Flack is definitely moving up in the showbiz world, and her cheeky tomboy style is being over- hauled to match. The first show to come calling was ITV2’s Love Island – a revamp of the celebrity version that last aired nine years ago, where single- tons travel to a secluded villa in the Majorcan sunshine to find love.
The show isn’t a huge departure for the presenter, who has made her name on spin-offs such as ITV2’s I’m a Celebrity... Get Me Out of Here! Now! and The Xtra Factor.
“Love Island was a guilty pleasure when it was first on,” she grins. “When I heard it was coming back, I thought, ‘Oh, imagine if I got to host that!’ and then they called up and said, ‘Do you want to host it?’ and I was like, ‘Yes!’”
https://www.youtube.com/watch?v=Dn7a9OGs3QY
But then a couple of months ago, after Dermot O’Leary stepped down from The X Factor, Flack got another call asking her to co-host the Saturday-night staple with Olly Murs. “I had already agreed to do Love Island when they approached me and I thought, ‘Uh-oh, they’re going to clash – is there any way I could do both?’ But they wiggled around the schedules so I could.”
It’s the presenter’s first primetime ITV show and reflects the rise of fresh, self-confident female presenters in their 30s and 40s. Suddenly all those eye-candy sidekicks who played alongside older male hosts throughout television history seem very unfashionable.
“It feels like there’s been a shift. A lot of women are coming through into TV now. Could I have taken on X Factor in my 20s? Probably not. It’s like any job – you have to work at it, learn your trade, improve. My career didn’t start properly until I was 30. Now I know who I am and I’m having fun.”
And Flack has paid her dues. The youngest of four, she grew up in a Norfolk village dreaming of a career in showbusiness.

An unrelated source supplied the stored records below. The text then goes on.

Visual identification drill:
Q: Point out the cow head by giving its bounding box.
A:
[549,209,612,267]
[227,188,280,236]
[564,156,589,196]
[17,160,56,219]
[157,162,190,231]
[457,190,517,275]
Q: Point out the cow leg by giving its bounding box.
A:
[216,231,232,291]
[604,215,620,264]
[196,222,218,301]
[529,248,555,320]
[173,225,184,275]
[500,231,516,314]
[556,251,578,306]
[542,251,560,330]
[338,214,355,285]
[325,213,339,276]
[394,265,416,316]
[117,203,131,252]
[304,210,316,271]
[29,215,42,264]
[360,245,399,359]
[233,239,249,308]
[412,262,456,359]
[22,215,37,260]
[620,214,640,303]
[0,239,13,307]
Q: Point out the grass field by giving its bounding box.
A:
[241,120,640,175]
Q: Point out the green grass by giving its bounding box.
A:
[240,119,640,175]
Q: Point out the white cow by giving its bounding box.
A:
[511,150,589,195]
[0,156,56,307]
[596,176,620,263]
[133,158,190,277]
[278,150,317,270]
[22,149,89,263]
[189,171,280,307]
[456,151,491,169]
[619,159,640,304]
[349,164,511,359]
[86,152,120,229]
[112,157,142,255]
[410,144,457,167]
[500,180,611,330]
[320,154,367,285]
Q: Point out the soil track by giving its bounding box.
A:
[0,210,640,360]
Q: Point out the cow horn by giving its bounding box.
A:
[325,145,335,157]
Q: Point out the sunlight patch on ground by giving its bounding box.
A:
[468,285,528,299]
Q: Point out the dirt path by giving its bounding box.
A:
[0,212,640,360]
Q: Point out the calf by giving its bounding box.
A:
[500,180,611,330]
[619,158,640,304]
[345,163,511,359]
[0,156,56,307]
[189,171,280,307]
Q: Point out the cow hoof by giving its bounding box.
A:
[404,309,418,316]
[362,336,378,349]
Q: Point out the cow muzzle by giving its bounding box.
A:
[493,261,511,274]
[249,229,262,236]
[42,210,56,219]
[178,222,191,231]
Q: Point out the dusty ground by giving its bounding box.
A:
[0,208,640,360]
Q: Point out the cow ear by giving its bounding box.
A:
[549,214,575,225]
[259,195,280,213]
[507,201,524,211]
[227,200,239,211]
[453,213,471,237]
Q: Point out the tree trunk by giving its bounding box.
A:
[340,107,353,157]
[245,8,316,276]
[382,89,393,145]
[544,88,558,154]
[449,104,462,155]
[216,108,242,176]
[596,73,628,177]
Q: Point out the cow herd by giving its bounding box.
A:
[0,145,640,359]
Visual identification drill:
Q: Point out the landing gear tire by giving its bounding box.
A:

“When you’re the youngest you have to try and make a bit of noise to be seen and heard,” she says. “I was also a bit of a runt,so I was like,‘Look at me! Look at me!’ But the opportunities where I lived were limited. My first part was as the back end of a horse at the village pantomime, with Jo, my twin sister, at the front.”
Flack’s first big job was on BBC1’s Saturday-morning CBBC show TMi with Sam and Mark in 2006.
“You don’t have that presenting breeding ground any more. We had places to start off our careers, like CBBC and T4, which were on mainstream channels. I was lucky as I did three years’ worth of training, live, every Saturday. You learn very fast in that environment.”